Rathika Sitsabaiesan NDP Scarborough—Rouge River, ON

Thank you.

You spoke quite a bit about the revocation of citizenship for people who were born in Canada, and only know Canada as home, but may have dual citizenship.

Canadian citizens who are convicted outside of Canada of certain offences that are equivalent to offences in Canada are the people I'm going to talk about right now. The concern that many other witnesses in previous meetings have brought up is particularly of countries that do not share the same type of respect for judicial due process as Canada does, or rule of law or human rights.

Are there any safeguards in this bill to protect these individuals?

9:30 a.m.

Senior Honorary Counsel, B'nai Brith Canada

David Matas

The answer, in a word, is no, not in the bill itself.

9:35 a.m.

NDP

Rathika Sitsabaiesan NDP Scarborough—Rouge River, ON

Do you have any recommendations that you'd like to—

9:35 a.m.

Senior Honorary Counsel, B'nai Brith Canada

David Matas

Yes. We propose the phrase for an exception where the conviction was imposed in disregard of international standards. That's recommendation 8.

That phrase is drawn from the current Immigration and Refugee Protection Act. That phrase is found in section 97 of the act. The way the present law works is that you cannot get refugee protection if you've been convicted of a serious criminal offence abroad, except for an offence that was imposed in disregard of international standards. It would mean using that phrase in this context. That's what we're proposing.

9:35 a.m.

NDP

Rathika Sitsabaiesan NDP Scarborough—Rouge River, ON

Okay.

If I heard you correctly, you mentioned that recommendation 8 is actually language that you borrowed from IRPA itself?

9:35 a.m.

Senior Honorary Counsel, B'nai Brith Canada

David Matas

Exactly.

9:35 a.m.

NDP

Rathika Sitsabaiesan NDP Scarborough—Rouge River, ON

Okay.

We heard from witnesses previously that this is really creating two classes of citizenship, those who are born Canadian and those who are naturalized Canadians.

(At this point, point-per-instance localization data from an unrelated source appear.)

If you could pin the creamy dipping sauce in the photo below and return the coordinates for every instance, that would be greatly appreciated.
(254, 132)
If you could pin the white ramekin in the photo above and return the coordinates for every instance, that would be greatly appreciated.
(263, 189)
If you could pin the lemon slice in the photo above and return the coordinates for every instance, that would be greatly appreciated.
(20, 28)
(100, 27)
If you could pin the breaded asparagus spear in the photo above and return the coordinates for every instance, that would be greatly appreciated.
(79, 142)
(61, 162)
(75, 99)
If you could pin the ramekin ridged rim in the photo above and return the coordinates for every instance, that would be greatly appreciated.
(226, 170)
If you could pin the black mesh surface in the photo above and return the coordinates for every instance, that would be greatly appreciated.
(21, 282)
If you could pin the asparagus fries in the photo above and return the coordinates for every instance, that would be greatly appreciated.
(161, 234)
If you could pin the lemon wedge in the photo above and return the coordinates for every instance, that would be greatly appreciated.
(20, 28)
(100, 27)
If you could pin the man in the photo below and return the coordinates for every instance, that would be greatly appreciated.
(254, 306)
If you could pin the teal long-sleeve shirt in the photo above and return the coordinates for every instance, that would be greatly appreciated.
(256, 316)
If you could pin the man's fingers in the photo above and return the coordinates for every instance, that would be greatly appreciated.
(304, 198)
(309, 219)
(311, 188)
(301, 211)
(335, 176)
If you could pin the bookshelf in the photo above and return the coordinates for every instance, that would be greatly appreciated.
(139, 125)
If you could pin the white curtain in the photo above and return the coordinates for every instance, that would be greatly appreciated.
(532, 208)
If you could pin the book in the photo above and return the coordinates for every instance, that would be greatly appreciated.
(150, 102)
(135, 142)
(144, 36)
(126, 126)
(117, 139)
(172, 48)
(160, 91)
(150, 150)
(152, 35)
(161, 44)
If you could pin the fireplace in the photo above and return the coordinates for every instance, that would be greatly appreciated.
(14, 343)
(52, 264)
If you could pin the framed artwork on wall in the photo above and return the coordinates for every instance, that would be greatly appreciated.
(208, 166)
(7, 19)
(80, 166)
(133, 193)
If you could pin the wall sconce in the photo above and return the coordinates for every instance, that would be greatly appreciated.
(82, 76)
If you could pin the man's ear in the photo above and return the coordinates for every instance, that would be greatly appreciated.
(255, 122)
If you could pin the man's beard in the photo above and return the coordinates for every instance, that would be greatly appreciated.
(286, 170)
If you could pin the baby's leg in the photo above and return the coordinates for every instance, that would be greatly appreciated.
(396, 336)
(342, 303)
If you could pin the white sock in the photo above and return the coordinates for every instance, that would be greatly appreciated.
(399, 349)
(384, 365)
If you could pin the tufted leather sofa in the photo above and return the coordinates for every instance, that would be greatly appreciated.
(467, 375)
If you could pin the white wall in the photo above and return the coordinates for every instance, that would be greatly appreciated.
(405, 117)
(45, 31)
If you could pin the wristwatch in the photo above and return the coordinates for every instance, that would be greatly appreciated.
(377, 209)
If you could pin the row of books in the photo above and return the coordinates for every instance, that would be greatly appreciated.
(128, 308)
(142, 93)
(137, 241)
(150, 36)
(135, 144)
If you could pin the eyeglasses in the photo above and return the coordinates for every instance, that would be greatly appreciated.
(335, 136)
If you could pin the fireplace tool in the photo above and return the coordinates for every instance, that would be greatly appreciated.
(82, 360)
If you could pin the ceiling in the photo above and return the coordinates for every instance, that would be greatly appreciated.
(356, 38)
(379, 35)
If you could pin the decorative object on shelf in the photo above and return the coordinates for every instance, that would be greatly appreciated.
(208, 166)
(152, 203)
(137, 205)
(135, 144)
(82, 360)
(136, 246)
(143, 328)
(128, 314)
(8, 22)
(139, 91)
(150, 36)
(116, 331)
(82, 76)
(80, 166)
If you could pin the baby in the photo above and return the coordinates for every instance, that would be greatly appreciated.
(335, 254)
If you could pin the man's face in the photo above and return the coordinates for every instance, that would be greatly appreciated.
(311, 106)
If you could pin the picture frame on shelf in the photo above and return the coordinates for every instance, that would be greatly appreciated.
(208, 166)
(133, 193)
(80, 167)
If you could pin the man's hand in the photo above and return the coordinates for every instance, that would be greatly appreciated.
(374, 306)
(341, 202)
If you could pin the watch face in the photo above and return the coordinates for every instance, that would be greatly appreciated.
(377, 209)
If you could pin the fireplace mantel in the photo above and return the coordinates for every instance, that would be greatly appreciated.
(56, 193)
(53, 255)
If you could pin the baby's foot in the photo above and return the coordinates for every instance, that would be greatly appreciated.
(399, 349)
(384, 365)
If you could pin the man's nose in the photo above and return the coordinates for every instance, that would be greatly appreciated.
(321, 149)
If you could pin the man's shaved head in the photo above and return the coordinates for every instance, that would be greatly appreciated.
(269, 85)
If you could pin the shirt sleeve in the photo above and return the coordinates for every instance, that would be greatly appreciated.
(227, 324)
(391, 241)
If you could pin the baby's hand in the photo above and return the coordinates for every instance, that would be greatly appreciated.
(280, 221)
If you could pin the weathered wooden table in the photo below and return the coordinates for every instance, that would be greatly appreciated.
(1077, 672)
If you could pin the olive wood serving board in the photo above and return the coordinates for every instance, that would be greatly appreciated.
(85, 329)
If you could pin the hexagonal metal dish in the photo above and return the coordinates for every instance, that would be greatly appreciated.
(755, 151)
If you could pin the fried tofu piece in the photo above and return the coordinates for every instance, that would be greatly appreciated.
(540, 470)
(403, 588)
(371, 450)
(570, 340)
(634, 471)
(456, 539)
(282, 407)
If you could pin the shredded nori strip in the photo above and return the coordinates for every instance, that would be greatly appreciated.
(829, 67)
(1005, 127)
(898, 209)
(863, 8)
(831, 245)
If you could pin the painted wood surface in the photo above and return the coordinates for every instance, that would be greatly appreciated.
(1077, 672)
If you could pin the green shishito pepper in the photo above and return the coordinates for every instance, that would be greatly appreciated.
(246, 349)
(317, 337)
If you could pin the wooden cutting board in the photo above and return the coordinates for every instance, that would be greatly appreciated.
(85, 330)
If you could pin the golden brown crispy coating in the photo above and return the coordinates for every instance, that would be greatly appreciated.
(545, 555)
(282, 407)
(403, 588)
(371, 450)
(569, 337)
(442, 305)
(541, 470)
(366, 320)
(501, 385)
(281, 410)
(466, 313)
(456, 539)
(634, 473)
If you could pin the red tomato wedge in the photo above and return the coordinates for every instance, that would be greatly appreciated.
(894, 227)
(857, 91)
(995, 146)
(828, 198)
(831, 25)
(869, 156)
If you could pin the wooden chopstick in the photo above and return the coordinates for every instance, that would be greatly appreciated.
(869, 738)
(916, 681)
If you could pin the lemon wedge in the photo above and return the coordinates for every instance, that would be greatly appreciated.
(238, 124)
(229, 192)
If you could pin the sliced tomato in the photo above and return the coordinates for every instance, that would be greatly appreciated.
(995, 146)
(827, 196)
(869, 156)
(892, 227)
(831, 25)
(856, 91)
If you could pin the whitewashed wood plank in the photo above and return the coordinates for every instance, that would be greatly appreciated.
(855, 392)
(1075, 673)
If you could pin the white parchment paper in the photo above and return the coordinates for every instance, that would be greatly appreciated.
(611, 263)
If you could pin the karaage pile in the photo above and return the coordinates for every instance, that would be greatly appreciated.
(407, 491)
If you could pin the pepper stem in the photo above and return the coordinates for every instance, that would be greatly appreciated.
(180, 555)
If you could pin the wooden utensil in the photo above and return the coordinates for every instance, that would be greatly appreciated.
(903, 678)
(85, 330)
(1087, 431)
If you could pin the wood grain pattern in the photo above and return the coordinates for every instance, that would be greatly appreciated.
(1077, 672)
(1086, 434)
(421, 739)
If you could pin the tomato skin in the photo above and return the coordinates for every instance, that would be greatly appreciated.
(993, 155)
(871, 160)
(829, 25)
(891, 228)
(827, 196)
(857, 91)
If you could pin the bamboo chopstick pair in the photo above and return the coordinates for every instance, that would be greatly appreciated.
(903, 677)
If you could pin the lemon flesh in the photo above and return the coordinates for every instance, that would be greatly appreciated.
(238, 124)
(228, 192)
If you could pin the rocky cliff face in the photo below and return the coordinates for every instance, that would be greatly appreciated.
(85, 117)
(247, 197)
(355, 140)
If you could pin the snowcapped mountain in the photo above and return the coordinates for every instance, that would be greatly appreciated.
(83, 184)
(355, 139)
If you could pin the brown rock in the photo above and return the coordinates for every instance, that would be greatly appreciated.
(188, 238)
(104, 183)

Would you like to comment a little bit further on that?

9:35 a.m.

Senior Honorary Counsel, B'nai Brith Canada

David Matas

Of course one would hope that most dual citizens would not be involved in these types of acts, so I wouldn't say that every dual citizen is somehow tarred by this brush. But we are dealing with serious offences and they need to be treated seriously.

Our first position, and what's preferable, is that people should be prosecuted. That's why we put in, as the last recommendation, that it should be preferred where “reasonably practicable”. It should be the first option.

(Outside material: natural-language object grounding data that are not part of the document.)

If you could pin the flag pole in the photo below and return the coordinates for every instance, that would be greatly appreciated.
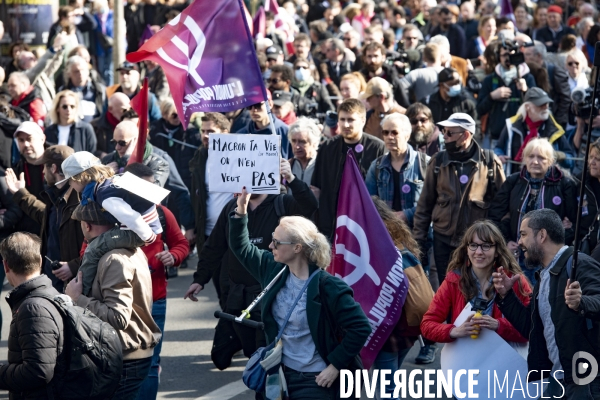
(262, 86)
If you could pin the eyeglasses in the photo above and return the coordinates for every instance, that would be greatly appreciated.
(277, 242)
(121, 143)
(421, 120)
(450, 134)
(484, 246)
(257, 106)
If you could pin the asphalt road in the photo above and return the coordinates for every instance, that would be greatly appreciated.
(187, 371)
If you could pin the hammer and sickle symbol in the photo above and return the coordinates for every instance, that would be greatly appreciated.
(361, 262)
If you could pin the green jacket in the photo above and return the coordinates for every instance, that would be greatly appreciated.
(349, 317)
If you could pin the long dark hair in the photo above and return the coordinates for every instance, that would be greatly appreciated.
(487, 232)
(398, 230)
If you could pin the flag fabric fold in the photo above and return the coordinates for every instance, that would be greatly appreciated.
(366, 258)
(208, 57)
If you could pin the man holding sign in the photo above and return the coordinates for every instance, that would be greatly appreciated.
(264, 212)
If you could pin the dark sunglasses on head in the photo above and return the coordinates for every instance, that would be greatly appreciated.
(121, 143)
(257, 106)
(422, 120)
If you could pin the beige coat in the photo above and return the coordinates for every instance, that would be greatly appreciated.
(122, 296)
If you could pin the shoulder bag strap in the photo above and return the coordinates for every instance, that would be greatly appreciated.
(287, 317)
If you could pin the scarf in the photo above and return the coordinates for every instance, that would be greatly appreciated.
(303, 86)
(533, 133)
(112, 120)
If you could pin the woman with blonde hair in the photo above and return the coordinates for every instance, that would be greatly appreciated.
(539, 184)
(469, 281)
(67, 126)
(312, 354)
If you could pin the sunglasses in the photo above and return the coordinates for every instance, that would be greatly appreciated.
(416, 121)
(450, 134)
(121, 143)
(277, 242)
(484, 246)
(257, 106)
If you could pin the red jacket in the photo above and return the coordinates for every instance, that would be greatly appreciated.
(450, 301)
(178, 247)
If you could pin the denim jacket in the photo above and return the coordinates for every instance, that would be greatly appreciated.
(411, 182)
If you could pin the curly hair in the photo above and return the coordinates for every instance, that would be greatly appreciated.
(487, 232)
(399, 231)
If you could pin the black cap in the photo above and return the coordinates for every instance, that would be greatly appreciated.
(127, 66)
(537, 96)
(273, 52)
(280, 97)
(447, 74)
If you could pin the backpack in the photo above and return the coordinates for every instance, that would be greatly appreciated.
(93, 355)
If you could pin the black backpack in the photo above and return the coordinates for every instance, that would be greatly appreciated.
(92, 352)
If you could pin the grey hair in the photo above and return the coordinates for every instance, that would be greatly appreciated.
(73, 60)
(308, 126)
(581, 24)
(399, 119)
(540, 48)
(549, 220)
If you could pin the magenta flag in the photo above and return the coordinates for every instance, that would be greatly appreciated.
(208, 57)
(367, 260)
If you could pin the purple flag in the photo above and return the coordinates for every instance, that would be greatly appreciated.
(367, 260)
(208, 57)
(507, 11)
(146, 35)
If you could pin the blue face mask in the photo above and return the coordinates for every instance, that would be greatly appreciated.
(455, 90)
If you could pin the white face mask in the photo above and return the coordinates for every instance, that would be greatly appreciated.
(302, 74)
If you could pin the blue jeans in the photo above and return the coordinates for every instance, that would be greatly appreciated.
(132, 377)
(149, 388)
(391, 361)
(105, 67)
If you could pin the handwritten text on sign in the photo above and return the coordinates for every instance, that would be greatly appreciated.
(235, 161)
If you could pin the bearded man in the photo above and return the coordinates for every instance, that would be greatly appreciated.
(425, 136)
(533, 119)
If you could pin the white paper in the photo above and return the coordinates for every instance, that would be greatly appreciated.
(489, 353)
(141, 187)
(238, 160)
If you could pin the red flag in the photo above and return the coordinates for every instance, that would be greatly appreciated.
(208, 57)
(367, 260)
(140, 104)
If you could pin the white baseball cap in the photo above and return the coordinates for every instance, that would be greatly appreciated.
(77, 163)
(30, 128)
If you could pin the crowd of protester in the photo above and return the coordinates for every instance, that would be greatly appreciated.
(465, 131)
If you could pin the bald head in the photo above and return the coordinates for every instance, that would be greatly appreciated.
(125, 136)
(118, 103)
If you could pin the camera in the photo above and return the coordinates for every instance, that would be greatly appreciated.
(582, 100)
(400, 55)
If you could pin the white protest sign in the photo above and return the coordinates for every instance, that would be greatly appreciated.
(502, 369)
(235, 161)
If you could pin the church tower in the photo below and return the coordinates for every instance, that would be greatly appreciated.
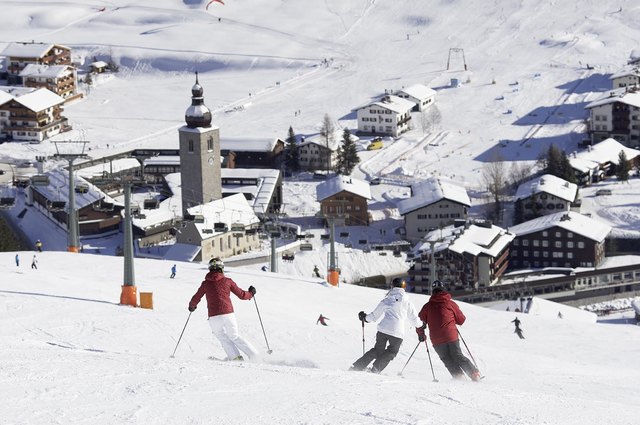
(199, 154)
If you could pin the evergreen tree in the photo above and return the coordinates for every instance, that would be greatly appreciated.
(623, 168)
(291, 153)
(347, 154)
(557, 164)
(326, 131)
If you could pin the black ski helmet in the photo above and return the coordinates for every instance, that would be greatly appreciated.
(398, 283)
(216, 265)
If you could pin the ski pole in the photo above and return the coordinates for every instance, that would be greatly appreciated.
(269, 350)
(185, 327)
(467, 347)
(405, 365)
(362, 337)
(426, 344)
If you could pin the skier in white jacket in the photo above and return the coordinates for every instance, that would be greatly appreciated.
(397, 309)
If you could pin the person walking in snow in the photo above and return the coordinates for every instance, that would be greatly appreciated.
(322, 320)
(441, 314)
(517, 331)
(396, 310)
(222, 319)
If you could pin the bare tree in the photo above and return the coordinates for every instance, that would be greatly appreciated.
(494, 176)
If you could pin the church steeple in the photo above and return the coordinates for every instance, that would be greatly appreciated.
(197, 115)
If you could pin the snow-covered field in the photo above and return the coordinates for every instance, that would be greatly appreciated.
(72, 355)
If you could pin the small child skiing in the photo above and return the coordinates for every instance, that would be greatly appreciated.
(517, 331)
(322, 320)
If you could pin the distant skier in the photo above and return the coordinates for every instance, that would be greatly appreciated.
(441, 314)
(222, 319)
(322, 320)
(395, 309)
(517, 331)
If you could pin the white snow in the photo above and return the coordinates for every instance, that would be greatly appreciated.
(72, 355)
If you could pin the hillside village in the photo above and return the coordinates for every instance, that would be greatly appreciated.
(219, 196)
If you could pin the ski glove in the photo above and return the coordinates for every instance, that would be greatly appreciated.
(362, 316)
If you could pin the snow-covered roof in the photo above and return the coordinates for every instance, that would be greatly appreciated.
(626, 72)
(622, 95)
(113, 166)
(232, 209)
(28, 50)
(432, 190)
(261, 194)
(318, 139)
(242, 144)
(48, 71)
(419, 91)
(606, 151)
(550, 184)
(4, 97)
(58, 189)
(40, 100)
(571, 221)
(393, 103)
(475, 240)
(343, 183)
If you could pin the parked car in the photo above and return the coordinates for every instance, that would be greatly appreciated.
(375, 144)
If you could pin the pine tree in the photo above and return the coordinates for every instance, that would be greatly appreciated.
(291, 153)
(557, 164)
(347, 154)
(326, 131)
(623, 168)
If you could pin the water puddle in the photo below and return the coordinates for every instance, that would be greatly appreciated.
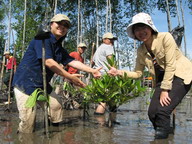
(131, 126)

But when you're dealing with a serious offence, I think it's important to bring the perpetrators to justice. It may well be that prosecution is not a viable option in those situations. I wouldn't say, well, we can't prosecute and we're not going to do anything. I think we have to use every legal means available to bring to justice the people who have committed these grave acts.

9:35 a.m.

NDP

Rathika Sitsabaiesan NDP Scarborough—Rouge River, ON

Along those same lines, I 100% agree with you that the majority of our dual citizens in Canada, and the majority of the people in Canada, are law-abiding citizens.

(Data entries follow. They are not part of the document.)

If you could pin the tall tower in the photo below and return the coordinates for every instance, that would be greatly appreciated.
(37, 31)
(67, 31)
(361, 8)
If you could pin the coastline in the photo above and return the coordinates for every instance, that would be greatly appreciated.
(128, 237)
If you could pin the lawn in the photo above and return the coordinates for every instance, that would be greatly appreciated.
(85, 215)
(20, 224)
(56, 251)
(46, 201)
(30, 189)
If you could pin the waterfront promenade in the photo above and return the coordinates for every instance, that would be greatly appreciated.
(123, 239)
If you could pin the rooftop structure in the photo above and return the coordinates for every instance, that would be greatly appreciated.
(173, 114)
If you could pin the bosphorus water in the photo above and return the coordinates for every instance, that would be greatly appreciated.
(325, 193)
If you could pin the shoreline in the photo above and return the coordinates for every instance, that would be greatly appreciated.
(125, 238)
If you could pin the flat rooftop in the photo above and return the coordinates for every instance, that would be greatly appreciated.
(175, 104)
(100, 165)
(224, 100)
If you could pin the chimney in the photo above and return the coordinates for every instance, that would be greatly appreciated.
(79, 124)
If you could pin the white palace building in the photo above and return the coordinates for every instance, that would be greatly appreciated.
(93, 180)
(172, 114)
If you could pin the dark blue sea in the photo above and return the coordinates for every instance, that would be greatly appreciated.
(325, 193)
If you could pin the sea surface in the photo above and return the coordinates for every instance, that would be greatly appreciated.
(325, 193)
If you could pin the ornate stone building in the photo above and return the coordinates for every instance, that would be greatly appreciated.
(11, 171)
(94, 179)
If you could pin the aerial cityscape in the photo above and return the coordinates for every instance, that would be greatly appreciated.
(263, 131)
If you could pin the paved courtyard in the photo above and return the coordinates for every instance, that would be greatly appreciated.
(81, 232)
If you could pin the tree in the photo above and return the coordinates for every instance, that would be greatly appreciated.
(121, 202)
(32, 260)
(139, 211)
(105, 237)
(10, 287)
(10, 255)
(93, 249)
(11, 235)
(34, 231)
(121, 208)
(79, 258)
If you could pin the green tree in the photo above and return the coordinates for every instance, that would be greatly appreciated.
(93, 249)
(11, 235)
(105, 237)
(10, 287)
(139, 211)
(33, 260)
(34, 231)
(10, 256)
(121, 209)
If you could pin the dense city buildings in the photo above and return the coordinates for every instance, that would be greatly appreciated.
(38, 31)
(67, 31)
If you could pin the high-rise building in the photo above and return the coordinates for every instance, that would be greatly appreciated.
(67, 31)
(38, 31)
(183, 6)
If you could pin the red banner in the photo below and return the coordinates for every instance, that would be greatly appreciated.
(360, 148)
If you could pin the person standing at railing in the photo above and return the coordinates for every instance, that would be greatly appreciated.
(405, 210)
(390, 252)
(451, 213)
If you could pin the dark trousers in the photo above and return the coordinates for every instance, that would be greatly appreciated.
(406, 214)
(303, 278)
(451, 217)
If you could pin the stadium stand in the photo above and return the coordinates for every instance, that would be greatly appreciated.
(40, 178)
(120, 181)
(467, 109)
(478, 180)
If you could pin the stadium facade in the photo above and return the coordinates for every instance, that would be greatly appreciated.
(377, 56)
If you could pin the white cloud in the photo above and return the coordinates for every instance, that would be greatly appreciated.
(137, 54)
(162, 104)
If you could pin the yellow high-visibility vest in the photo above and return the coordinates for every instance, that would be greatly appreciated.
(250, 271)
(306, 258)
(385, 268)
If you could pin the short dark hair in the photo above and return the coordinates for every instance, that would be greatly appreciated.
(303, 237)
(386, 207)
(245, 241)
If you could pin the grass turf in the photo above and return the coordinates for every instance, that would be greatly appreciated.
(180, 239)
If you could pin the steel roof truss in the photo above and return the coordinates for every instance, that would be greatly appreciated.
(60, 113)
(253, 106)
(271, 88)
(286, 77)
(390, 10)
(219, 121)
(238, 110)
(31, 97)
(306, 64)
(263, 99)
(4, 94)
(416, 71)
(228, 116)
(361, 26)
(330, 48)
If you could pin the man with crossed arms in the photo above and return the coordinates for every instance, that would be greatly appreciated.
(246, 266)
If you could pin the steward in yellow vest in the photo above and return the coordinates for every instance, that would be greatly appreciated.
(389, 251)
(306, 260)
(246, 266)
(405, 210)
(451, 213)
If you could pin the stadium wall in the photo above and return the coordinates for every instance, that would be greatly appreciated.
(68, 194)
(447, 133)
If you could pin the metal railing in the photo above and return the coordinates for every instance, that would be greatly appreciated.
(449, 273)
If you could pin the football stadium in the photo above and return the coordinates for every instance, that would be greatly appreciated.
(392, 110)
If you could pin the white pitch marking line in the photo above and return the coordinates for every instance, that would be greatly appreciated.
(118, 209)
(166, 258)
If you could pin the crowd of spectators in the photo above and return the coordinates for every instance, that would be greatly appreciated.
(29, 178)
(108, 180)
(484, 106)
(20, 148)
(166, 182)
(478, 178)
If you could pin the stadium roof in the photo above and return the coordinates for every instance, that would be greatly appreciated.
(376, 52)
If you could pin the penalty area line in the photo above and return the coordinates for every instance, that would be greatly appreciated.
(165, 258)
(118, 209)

With this bill, with the revocation of citizenship, Canada as a country actually loses the jurisdiction to be able to prosecute. This is what we learned from a human rights lawyer, a professor, at the last meeting.

Is it important for Canada to maintain that ability to prosecute?

9:35 a.m.

Senior Honorary Counsel, B'nai Brith Canada

David Matas

In the Canadian criminal jurisdiction for prosecution, the basic principle is territoriality, not personality. We would maintain an ability to prosecute.... I mean, we can prosecute foreigners who commit crimes in Canada. They don't have to be citizens of Canada. We can extradite people from abroad, whether they're citizens of Canada or not, for prosecution here if we have other jurisdictional ties.

Our position is that you do prosecution if you can, but if you can't, then.... I'm not even sure that worrying about maintaining the ability to prosecute is that valuable.

9:35 a.m.

NDP

Rathika Sitsabaiesan NDP Scarborough—Rouge River, ON

Thank you.

I'm going to pass the rest of my time to Sadia.